# Where/How to squat in NYC? (+making money while disabled?)



## KrimsonDCLXVI (Jun 14, 2021)

Recently I've been struggling with finding places to live or even squat. I've been sleeping on the benches of Tompkins Square Park (LES manhattan) and I'd really like to know how I can find places in NYC to squat or where I can find experienced people here who know about this stuff.
Also im mentally disabled so i cant do many things most "normal" people can. I do art but not much else. Any advice?

(Might continue to edit this bunch of editin to do)


----------



## Beegod Santana (Jun 15, 2021)

Sadly most of the old NYC squatter scene that people idolize so much pretty much died out at the end of the last century. Squats are few and far between these days and people tend to be very protective of them. Manhattan is the most expensive city in the US and Brooklyn is the 2nd, every square inch of real estate is in high demand.

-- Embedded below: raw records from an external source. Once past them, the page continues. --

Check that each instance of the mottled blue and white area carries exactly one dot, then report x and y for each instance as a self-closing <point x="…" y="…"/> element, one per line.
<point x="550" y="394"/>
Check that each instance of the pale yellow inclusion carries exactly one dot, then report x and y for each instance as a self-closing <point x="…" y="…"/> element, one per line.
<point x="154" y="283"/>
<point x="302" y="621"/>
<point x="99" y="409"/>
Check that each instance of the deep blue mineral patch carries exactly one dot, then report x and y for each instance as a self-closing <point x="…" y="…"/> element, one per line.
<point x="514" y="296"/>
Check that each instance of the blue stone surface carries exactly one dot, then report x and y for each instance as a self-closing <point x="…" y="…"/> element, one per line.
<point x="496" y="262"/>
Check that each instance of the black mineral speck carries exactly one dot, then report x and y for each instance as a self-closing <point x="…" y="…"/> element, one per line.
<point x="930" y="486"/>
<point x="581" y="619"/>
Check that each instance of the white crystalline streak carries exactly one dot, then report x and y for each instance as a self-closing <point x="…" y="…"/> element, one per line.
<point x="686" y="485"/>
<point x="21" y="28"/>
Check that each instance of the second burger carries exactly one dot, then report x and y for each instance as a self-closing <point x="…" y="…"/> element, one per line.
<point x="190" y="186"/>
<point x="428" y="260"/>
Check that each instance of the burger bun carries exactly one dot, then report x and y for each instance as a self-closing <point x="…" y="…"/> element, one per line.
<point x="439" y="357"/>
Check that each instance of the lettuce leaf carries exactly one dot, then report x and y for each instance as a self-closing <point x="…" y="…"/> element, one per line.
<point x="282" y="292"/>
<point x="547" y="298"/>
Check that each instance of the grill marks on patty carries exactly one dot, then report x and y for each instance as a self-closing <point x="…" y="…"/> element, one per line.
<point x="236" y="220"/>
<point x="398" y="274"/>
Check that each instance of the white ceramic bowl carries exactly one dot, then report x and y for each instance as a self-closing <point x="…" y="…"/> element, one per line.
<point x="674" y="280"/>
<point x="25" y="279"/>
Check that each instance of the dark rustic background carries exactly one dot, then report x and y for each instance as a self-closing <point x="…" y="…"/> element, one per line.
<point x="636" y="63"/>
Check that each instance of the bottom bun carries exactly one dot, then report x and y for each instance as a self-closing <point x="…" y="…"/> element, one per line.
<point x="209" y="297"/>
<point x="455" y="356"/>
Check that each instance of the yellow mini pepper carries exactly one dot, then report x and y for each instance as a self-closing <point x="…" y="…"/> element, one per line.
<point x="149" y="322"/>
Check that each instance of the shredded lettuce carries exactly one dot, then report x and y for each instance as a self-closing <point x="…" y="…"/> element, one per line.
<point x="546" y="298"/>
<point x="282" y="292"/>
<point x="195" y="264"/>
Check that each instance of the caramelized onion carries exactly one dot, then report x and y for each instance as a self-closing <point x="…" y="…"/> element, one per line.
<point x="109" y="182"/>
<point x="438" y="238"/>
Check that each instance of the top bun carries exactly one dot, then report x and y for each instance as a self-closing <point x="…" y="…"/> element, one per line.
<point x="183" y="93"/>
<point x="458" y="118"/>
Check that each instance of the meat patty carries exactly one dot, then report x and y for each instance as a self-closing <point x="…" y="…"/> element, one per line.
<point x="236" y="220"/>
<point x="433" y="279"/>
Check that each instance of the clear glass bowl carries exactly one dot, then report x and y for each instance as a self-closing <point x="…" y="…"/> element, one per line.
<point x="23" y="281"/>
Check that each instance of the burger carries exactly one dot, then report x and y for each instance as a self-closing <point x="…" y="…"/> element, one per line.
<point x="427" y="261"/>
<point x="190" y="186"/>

That being said old tricks still work most anywhere. Look for places under construction or with lean notices on them. Look for buildings full of partying hipsters and sneak onto the roof for the night. Rooftops in general are your friend in the city.


----------



## KrimsonDCLXVI (Jun 15, 2021)

Thanks a lot!!!


----------



## Matt Derrick (Jun 18, 2021)

it might not help for finding active squats, but you could try checking out MoRUS - the Museum of Reclaimed Urban Space. I've never been, but from what I understand it's a museum of squatting located near/next/under see squat in the lower east side. might be interesting for some local history if nothing else; otherwise you might find someone there that knows what's going on squatting-wise in nyc (if anything at all).


----------



## Bibs (Jun 19, 2021)

I'd suggest wire wrapping jewelry, materials are fairly cheap (you can get a couple spools of 18-26 gauge wire for 10-20$) and it's beginner friendly you could easily google a tutorial and start doing crafty stuff in an hour or two, you can even open one of those online Etsy shops I keep hearing about if you feel so inclined.
Hope this helps ya a bit.
With gratitude, -Ian


----------



## CouchPunx (Jun 21, 2021)

Careful making friends, especially lower east side. Way too easy to get sucked into the heroin world down there, the dirty kids down there work quick to exploit new kids


----------



## A zed (Jun 21, 2021)

Wish I could offer more but all I really know is a person I met about a year and a half ago now talking about a squatter scene in NYC. They never really mentioned too much about it, besides that it exists, but hopefully that means there are people in the area to find who know what's up.


----------